In August 2007, the Bush administration signed a "memorandum of understanding" that outlined a 10-year framework for U.S. military assistance to Israel. So implementing the Perry proposal without allowing a waiver for Israel would require reneging on the amounts of aid specified in that agreement, which diplomatically is not a trivial issue.
Still, even during the debate itself, the candidates said only that they would use zero as a starting point for funding to Israel, not an end point. There would be nothing stopping negotiators from reducing funding to zero but then immediately deferring to the terms of the memorandum and leaving Israel’s promised funding level as is. They could even increase the levels beyond what the memorandum provides.
Perry himself made this point during the debate, saying, "Obviously, Israel is a special ally. And my bet is that we would be funding them at some substantial level."
It ignores statements the candidates made after the debate to explain their positions
After critics seized on Perry’s proposal, a Perry aide e-mailed POLITICO columnist Ben Smith to say, "Perry believes Israel's an extraordinary friend and our greatest ally. … Under Rick Perry, Israel will set the bar for judging foreign aid to any country. Perry's Start at Zero is exactly the right policy -- no country stands to benefit more than Israel from merit-based foreign aid."
Meanwhile, JTA reported that immediately following the debate, a Romney spokesman clarified that "he would exempt Israel from the policy."
And Gingrich -- who in general has taken strong pro-Israel positions -- reiterated his support for the idea in an interview with the Jewish Channel but added that the memorandum of understanding would prevent Israel from being sent back to zero funding, even temporarily.

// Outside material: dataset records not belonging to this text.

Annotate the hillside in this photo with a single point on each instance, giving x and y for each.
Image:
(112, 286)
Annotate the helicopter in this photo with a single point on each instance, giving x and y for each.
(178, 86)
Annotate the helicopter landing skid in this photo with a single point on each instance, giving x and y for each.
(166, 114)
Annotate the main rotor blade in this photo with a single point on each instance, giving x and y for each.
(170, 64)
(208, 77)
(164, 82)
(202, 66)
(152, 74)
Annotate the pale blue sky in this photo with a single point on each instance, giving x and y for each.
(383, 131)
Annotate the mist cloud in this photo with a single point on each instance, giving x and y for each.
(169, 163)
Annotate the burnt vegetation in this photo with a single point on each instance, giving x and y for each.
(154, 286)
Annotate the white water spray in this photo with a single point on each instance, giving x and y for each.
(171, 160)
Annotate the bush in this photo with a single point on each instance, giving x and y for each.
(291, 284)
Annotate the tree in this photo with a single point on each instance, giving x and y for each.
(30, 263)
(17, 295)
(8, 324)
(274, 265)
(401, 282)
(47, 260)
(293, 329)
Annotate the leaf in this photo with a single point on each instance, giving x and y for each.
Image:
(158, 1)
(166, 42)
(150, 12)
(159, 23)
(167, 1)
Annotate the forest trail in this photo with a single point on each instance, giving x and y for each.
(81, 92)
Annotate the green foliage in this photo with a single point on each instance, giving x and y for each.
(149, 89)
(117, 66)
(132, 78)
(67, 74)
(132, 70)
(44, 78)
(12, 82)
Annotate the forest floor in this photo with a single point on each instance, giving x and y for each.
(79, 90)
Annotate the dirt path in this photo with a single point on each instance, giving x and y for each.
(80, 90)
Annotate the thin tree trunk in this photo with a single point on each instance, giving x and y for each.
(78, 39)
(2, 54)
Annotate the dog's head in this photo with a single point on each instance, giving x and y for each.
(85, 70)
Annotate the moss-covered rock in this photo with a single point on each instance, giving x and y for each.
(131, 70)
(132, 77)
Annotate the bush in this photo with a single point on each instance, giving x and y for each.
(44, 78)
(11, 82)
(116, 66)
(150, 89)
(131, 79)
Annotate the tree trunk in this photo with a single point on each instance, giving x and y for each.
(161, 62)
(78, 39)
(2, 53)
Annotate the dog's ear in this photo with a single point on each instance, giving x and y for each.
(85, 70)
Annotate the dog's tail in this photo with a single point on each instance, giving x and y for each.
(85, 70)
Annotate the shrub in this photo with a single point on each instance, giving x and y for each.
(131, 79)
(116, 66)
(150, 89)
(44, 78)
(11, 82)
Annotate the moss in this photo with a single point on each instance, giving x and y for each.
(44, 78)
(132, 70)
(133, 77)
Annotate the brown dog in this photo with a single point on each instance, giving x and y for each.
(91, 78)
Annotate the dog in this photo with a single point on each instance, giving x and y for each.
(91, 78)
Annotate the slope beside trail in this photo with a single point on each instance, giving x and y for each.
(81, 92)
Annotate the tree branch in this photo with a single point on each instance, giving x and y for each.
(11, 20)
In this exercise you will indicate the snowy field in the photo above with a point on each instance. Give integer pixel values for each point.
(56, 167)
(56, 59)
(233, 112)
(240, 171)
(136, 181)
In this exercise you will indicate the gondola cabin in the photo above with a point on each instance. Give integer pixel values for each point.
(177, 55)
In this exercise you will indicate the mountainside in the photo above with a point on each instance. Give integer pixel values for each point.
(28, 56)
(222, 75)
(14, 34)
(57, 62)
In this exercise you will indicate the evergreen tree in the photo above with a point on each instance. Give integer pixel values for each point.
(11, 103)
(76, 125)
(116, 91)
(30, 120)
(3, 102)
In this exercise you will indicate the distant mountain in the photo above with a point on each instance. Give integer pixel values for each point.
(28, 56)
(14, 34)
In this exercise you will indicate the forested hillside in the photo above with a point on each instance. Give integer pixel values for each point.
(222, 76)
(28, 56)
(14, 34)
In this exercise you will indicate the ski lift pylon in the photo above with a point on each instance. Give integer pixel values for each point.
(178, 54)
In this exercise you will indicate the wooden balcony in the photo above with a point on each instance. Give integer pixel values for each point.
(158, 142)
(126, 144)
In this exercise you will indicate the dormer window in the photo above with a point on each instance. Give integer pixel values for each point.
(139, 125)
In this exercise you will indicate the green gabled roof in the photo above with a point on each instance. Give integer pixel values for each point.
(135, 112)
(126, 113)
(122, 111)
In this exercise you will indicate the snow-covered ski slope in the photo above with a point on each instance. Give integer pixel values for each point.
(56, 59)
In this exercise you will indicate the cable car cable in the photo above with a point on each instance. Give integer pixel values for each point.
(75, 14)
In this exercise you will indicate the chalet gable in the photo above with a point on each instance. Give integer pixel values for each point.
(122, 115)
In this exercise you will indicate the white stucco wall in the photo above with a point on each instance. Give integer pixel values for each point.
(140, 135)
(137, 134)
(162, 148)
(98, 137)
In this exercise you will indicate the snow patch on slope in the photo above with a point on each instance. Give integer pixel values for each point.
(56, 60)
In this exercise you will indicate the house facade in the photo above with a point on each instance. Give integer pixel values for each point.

"We have a 10-year commitment that we have to live out," Gingrich said. "So I think because we’ve made this long-term commitment, you wouldn’t be able to go back to zero."
The Obama claim misuses the term "zeroing out"
Budget experts we contacted agreed that that the Obama camp erred in using the term "zeroing out" to describe what Perry was proposing. "Zeroing out" means that funding will be terminated. The actual term for what Perry suggests is "zero-based budgeting."
"Nothing the candidates said indicated that Israel would get a cut," said Steve Ellis, vice president of Taxpayers for Common Sense, a group that analyzes federal spending. "Zero-based budgeting just means funding levels must be justified year-to-year, rather than starting from a baseline. Funding for a particular program, in this case aid to Israel, could well end up being more than the previous year, or it could be less. The campaign is taking advantage of the word ‘zero’ without putting it in the proper budget context."
Roy T. Meyers, a political scientist and budget expert at the University of Maryland-Baltimore County, agreed. "The Obama campaign statement is misleading, to say the least," Meyers said.
The Obama campaign said, "Mitt Romney, Rick Perry, and Newt Gingrich all say they would cut foreign aid to Israel — and every other country — to zero." We find that a ridiculous distortion of their positions on this extremely sensitive issue.
First, the plan discussed in the foreign policy debate means only that future aid levels for Israel would be subject to negotiations, starting from a baseline of zero rather than the current level. A funding level of zero would be only a theoretical starting point, not an end point, just as easily leaving Israel with higher funding rather than lower.
Second, to varying degrees, the candidates pledged that they personally would either advocate "substantial" funding for Israel (Perry), an exemption from the policy for Israel (Romney), or an automatic waiver due to agreements already in force (Gingrich). None of the candidates actually said they supported making Israel’s funding level zero.
Finally, the Obama campaign misleadingly used the term "zeroing out" instead of accurately describing it as "zero-based" budgeting, making the three-sentence statement wrong in three different ways. Pants-On-Fire!